In the mean time Spring Boot entered the stage. In April 2014 version 1.0 was released, today the latest release is version 1.3. What if I would try to move the current development state of the Oregami web application to Spring Boot? Before I answer that let me first give you an overview of what we have running so far:

  • REST-Application with domain objects like "Game", "PublicationFranchise", "GamingEnvironment" and more
  • HTTP-Calls for GET (read), POST (create) and PUT (update) of  these objects
  • creation and editing of domain objects in the web browser
  • Cross-Origin Resource Sharing
  • "Session-per-HTTP-request": one database transaction per HTTP-Request
  • HSQLDB for development, MySQL for the deployed application
  • JPA entities with UUIDs as Primary Key
  • Liquibase for easy database schema updates
  • Auditing of saved objects with Hibernate Envers
  • integration tests with rest-assured

Of course all these things would have to be implemented in the refactoring with Spring Boot.

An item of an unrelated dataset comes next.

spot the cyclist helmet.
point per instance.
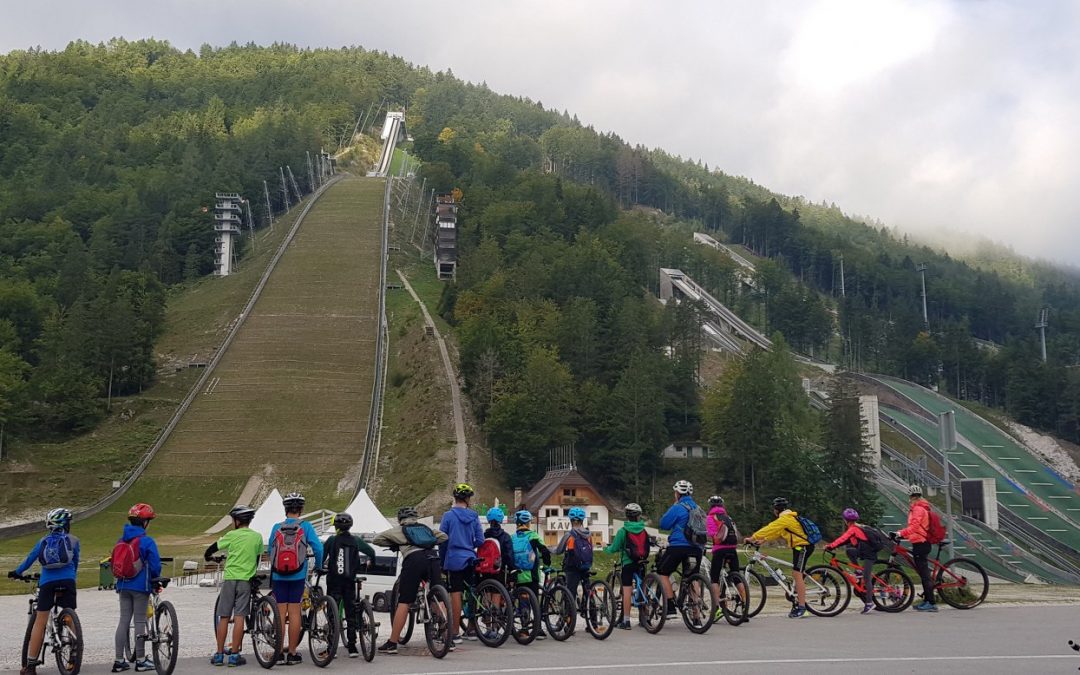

But there is another important question: will we stay with the current architecture which is a REST-Server + a JavaScript Single Page Application?

During the last years there's been a war of architectures going on in my mind: a REST-API is a must, so we developed the Oregami game database as a pure REST application with a web client as JavaScript single page application. That's kind of elegant and makes fun during development. But is it the best choice? I am not the only one who thinks about this:

A few months ago I bought the book "Adaptive Web Design: Crafting Rich Experiences with Progressive Enhancement (2nd Edition)" by Aaron Gustafson. The idea of making a website available with basic web technologies at first, enhancing it afterwards step by step and therefore making sure that the website is usable with every web software on the planet, becomes more and more attractive to me. With this in mind I started to refactor my (other) website Kultpower.de. In addition to "Progressive Enhancement" I made use of  a technique called "Mobile First": concentrate on devices with small screen (smartphones) primarily and then, using the same code base, enhance for bigger screens. The result so far can be seen at Kultpower.org, and I must say that I am really satisfied with it! (don't forget to try it on your smartphone)

The concept of the so-called "Roca-Style" (Resource Oriented Client Architecture) describes a collection of simple recommendations for decent Web application frontends. I will use these recommendations for a complete refactoring of the Oregami application. I will be able to reuse much of the source code (e.g. for Games, Publications etc.) and make use of the knowledge I gathered with Kultpower.org. Our current JavaScript-Client will be replaced with server side rendered HTML pages created by the template engine Thymeleaf.